Functional testing of keratin 14 mutant proteins associated with the three major subtypes of epidermolysis bullosa simplex.

Epidermolysis bullosa simplex (EBS) is a group of autosomal dominantly inherited skin disorders characterized by the development of intra-epidermal skin blisters on mild mechanical trauma. The three major clinical subtypes (Weber-Cockayne, Koebner and Dowling-Meara) are all caused by mutations in either the keratin 5 (KRT5) or keratin 14 (KRT14) gene. Previously, we identified three novel KRT14 missense mutations in Danish EBS patients associated with the three different forms of EBS (1). The identified KRT14 mutations represent the full spectrum of the classical EBS subtypes. In the present study we investigated these mutations in a cellular expression system in order to analyse their effects on the keratin cytoskeleton. KRT14 expression vectors were constructed by fusing the nucleotide sequence encoding the FLAG reporter peptide to the 3' end of the KRT14 cDNA sequences. The expression vectors were transiently transfected into normal human primary keratinocytes (NHK), HaCaT or HeLa cells in order to analyze the ability of the mutant K14 proteins to integrate into the existing endogenous keratin filament network (KFN). No effect on the keratin cytoskeleton was observed upon transfection of NHK with the various K14 constructs neither with nor without a subsequently induced heat-stress. In contrast, all constructs, including wild-type K14, caused collapse of the endogenous KFN in a small fraction of the transfected HeLa and HaCaT cells. However, overexpression of the mutation associated with the most severe form of the disease, EBS Dowling-Meara, resulted in a higher number of transfected HaCaT cells with KFN collapse (P < 0.001).

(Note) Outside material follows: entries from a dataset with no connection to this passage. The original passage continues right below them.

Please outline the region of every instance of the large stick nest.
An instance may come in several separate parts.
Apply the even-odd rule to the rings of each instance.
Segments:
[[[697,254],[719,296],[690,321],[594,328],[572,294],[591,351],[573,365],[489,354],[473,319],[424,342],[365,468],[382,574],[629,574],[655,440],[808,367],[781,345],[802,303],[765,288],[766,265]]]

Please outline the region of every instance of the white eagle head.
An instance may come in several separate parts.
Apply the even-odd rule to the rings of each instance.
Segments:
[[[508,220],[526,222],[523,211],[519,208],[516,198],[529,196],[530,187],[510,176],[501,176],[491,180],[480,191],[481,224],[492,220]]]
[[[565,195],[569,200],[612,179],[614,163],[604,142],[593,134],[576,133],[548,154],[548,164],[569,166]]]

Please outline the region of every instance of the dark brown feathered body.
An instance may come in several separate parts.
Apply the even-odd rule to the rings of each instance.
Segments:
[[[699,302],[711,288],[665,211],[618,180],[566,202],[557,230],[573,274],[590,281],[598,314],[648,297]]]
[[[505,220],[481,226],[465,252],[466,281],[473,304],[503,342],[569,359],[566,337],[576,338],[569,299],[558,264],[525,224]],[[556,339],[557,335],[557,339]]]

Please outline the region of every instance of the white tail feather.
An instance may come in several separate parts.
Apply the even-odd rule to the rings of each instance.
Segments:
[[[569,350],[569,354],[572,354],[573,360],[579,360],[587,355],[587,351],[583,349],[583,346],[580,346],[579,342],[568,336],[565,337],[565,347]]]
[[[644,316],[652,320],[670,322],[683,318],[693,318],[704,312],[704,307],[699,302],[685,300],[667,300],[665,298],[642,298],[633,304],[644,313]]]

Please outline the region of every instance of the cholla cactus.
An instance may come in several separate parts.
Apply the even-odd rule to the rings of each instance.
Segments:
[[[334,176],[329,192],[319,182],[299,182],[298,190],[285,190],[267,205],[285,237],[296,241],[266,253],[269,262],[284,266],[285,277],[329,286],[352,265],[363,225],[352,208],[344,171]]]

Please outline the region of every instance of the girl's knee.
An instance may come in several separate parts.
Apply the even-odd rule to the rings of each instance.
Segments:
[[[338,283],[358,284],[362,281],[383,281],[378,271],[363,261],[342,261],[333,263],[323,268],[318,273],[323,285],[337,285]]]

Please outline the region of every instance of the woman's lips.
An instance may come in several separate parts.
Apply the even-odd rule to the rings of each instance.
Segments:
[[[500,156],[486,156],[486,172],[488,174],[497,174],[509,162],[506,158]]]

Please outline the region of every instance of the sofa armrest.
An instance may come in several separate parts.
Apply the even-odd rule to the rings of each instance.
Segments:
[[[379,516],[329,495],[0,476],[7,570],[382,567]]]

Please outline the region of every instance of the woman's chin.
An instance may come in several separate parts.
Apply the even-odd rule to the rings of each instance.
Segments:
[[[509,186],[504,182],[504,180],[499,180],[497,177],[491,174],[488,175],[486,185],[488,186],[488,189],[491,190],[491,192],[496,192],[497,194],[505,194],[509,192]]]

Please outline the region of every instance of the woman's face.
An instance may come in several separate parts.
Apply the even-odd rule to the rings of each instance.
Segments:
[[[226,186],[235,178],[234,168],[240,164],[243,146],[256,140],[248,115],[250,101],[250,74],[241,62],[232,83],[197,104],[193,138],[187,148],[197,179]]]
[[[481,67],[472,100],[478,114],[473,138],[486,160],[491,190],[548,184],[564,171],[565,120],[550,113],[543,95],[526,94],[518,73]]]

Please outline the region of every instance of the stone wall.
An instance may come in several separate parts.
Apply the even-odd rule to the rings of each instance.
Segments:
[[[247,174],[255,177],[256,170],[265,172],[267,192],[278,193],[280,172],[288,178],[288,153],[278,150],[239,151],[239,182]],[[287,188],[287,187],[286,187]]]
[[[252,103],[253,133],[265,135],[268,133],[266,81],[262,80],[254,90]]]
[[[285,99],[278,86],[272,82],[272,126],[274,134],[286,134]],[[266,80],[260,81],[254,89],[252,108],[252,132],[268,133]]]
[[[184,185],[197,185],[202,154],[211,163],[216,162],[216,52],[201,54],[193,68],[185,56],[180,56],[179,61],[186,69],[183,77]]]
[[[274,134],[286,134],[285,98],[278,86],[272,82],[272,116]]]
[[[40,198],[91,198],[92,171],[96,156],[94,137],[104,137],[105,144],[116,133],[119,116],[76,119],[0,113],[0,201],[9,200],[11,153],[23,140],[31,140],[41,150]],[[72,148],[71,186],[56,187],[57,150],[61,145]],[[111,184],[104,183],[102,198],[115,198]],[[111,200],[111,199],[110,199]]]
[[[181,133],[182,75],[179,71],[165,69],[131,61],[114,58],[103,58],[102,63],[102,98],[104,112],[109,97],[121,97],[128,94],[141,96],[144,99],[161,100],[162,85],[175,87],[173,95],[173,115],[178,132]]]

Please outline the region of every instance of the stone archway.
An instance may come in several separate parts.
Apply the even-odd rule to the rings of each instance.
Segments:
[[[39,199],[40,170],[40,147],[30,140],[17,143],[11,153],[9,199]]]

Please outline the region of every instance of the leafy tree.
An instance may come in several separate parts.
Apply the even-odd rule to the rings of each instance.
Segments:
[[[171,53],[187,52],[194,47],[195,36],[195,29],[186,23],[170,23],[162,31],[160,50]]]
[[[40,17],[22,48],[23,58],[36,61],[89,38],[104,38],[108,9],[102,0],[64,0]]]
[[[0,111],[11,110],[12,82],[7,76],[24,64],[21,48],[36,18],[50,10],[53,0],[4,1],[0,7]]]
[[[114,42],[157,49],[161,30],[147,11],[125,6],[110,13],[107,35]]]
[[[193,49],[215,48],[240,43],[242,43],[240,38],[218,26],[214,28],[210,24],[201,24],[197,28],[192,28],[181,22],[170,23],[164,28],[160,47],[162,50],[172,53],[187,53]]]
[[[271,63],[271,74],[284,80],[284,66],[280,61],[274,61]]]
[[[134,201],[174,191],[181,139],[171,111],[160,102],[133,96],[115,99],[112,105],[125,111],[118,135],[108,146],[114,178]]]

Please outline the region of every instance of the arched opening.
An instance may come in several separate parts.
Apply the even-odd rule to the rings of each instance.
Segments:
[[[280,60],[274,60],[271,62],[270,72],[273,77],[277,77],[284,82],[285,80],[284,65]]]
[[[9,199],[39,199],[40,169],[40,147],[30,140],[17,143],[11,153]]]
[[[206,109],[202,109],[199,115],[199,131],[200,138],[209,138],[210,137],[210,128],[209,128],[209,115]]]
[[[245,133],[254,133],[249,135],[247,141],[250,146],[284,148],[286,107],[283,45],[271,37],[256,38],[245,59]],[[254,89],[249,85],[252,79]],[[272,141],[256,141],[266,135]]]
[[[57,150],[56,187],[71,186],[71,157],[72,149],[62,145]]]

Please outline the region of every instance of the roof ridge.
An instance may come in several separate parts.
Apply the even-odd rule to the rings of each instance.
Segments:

Thus, although a background KFN perturbance was observed upon transfection with the wild-type K14 construct, the mutant protein associated with the most severe form of EBS worsened the KFN perturbation significantly compared with the mutant proteins associated with the milder forms of the disease and the normal K14 protein. This shows that the clinical severity of disease-associated mutations identified in patients can be tested using this expression system, although it can not at present be used to discriminate between the milder forms. Assessment of the endogenous K14 protein expression in NHK and HaCaT cells indicated that the higher level of endogenous keratin expression in NHK might make these cells more resistant to perturbation of the keratin cytoskeleton by overexpressed K14 protein than HaCaT cells.[1]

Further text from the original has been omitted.